Array-CGH analysis revealed additional mosaic CNVs on chromosome 5 and chromosome 17 in the brain of 5/16 patients (≈31%), although neither qPCR analysis, nor Sanger sequencing of high heterozygosity rate SNPs mapping in these regions could confirm these findings (data not shown).

Clinical findings

The patient harbouring the duplication (patient 7, Table S1) was an 8 years old girl with an uneventful family history. The patient did not exhibit any dysmorphic feature or extra-neurological developmental abnormality. Since age 7 months, she manifested clusters of asymmetric epileptic spasms. Brain magnetic resonance imaging (MRI) revealed an area of increased cortical thickening and abnormal sulcation with increased signal intensity on T1-weighted and fast inversion recovery, extending from the left frontal pole to the ipsilateral rolandic fissure (Fig. 2a–c). Neurological examination revealed slowness and awkward distal movements of the right hand. Neuropsychological assessment revealed mild–moderate intellectual disability with fluent aphasia and constructive apraxia. Because spasms were drug-resistant, the child underwent pre-surgical evaluation. Video-electroencephalography (EEG) monitoring captured several clusters of spasms.

To better define the area of resection and possibly spare the sensori-motor cortex, we explored the left fronto-temporal area using 14 stereotactically implanted depth electrodes. Surgery, tailored according to anatomical and neurophysiological data, included the left prefrontal and premotor areas (Fig. 2c). Three years after the operation, the child has been seizure free on medication, except for a cluster of focal motor seizures involving the right arm, appearing upon attempted drug withdrawal.

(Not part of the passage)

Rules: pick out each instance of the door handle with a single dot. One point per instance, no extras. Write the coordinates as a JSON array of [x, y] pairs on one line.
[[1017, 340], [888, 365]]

Neuropathological analysis

Neuropathology revealed severe disorganization of cortical layering, a thin cortex in the premotor area, with microgyri and microsulci and small areas of lentiform cortical heterotopia in the sub-cortical white matter (Fig. 2d–f). Under the molecular layer, there were areas containing medium and small sized neurons, distributed in a single layer organization, intermingled with disorganized areas featuring crowded neurons and areas of sparse neuronal arrangement in a thin layer (Fig. 2d,e). Immature neurons with disoriented dendrites were spread across the specimen (Fig. 3a). We could detect no microcolumnar neuronal arrangement, dysmorphic neurons, balloon cells or abnormal findings in glial or vascular epithelial cells. Cytoarchitectural abnormalities were overall consistent with FCD type Ib, associated with subcortical heterotopia.

Immunohistochemistry for antibodies against phosphorylated ribosomal protein S6 (P-S6), AKT, its activated, phosphorylated form (pAKT), mTOR, PI3K (p110α), PTEN and phospho-PDK1 revealed an increased immunosignal for all antibodies (Fig. 3, Fig. S1). These findings confirm a possible hyperactivation of the PI3K/AKT/mTOR pathway and are in line with hyperexpression of PS-6 observed in hemimegalencephaly 3 as well as hyperactivation of phospho-AKT and phospho-PDK1 observed in balloon cells of type IIb FCD 10.